Ex- Georgian President Saakashvili again calls on supporters to take to streets in Georgia to change govt
TBILISI. June 21 (Interfax) - Former Georgian President Mikheil Saakashvili, who is now a citizen of Ukraine, called on his supporters on Friday to gather again on Rustaveli Avenue to end the rule of businessman and leader of the ruling Georgian Dream party Bidzina Ivanishvili.
"All questions need to be put aside now, and everyone who loves Georgia, including all my supporters, should go out to remove the Ivanishvili regime," Saakashvili said in a video circulated online.
"It is unacceptable that a medieval feudalist should govern a country aspiring to be part of Europe," he said.

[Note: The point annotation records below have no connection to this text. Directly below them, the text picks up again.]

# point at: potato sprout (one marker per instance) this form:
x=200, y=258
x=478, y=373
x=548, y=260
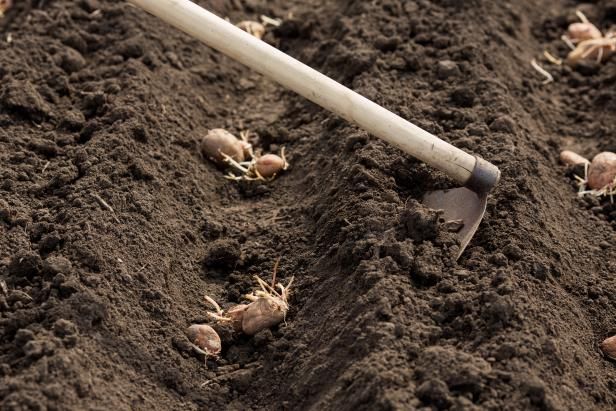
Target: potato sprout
x=602, y=171
x=268, y=307
x=264, y=168
x=252, y=27
x=587, y=42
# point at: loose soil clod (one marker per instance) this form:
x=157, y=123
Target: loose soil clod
x=608, y=346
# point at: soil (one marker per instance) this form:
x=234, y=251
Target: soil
x=113, y=226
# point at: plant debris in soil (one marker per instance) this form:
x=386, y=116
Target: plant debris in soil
x=113, y=226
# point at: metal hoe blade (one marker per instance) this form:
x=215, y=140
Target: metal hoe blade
x=459, y=204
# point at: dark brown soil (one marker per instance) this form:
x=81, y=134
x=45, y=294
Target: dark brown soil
x=99, y=101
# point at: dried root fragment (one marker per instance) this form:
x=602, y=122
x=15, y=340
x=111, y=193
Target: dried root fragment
x=205, y=338
x=268, y=307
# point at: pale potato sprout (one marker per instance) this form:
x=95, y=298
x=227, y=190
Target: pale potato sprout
x=599, y=176
x=258, y=29
x=268, y=307
x=587, y=42
x=263, y=168
x=252, y=27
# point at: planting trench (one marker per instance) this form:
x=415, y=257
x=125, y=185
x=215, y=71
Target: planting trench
x=100, y=101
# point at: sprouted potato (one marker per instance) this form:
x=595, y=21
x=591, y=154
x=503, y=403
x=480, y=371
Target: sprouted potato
x=205, y=339
x=252, y=27
x=587, y=42
x=219, y=144
x=268, y=307
x=264, y=168
x=602, y=171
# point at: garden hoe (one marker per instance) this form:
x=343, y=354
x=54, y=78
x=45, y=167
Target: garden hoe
x=465, y=206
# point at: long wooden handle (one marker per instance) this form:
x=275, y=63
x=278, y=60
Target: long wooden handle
x=327, y=93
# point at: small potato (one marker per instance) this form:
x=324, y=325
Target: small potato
x=602, y=171
x=608, y=346
x=205, y=338
x=219, y=141
x=269, y=165
x=583, y=31
x=571, y=159
x=263, y=313
x=252, y=27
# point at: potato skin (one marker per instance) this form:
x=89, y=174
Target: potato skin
x=219, y=141
x=602, y=170
x=269, y=165
x=205, y=337
x=583, y=31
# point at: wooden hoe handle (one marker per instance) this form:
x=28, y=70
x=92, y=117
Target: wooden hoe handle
x=223, y=36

Ivanishvili is pursuing a pro-Russian policy, which has plunged Georgia, once a country seeing the most rapid reforms in the world, back into poverty and misery, Saakashvili said. "This man has destroyed Georgia's economy, and millions of Georgians have fled the country [...] and yesterday he totally mocked us and treaded us into the ground," Saakashvili said.

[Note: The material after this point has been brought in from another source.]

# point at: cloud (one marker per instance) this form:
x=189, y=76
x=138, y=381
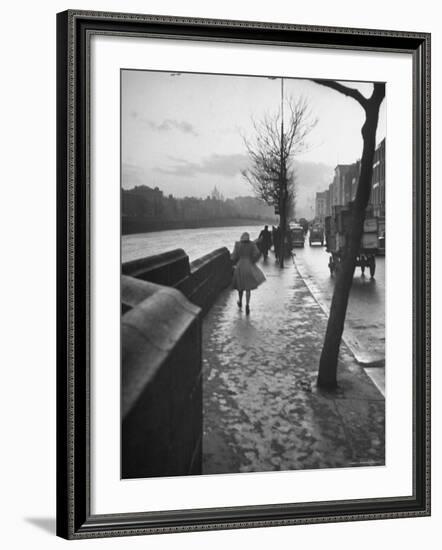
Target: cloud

"This man must get out and return everything he has stolen from the Georgian people, which is billions of lari, over the past several years," he said.
"Georgia is now above all and our future, and we are very close to ousting Ivanishvili," he said.
Amid unrest that began in Tbilisi on Thursday, prompted by the arrival of a delegation of Russian parliamentarians to take part in a session of the Interparliamentary Assembly on Orthodoxy, Saakashvili urged Georgian police not to obey the incumbent administration's orders.
It had been reported earlier that protesters attempted to storm the parliament building but were repelled by security forces, which used acoustic guns, tear gas, water cannons, and rubber bullets to clear Rustaveli Avenue of demonstrators.
According to the Georgian Health Ministry, 240 people, including 80 police members, were injured in the clashes.
Opposition leaders urged their supporters to gather for a protest demonstration in front of the parliament building on Friday evening.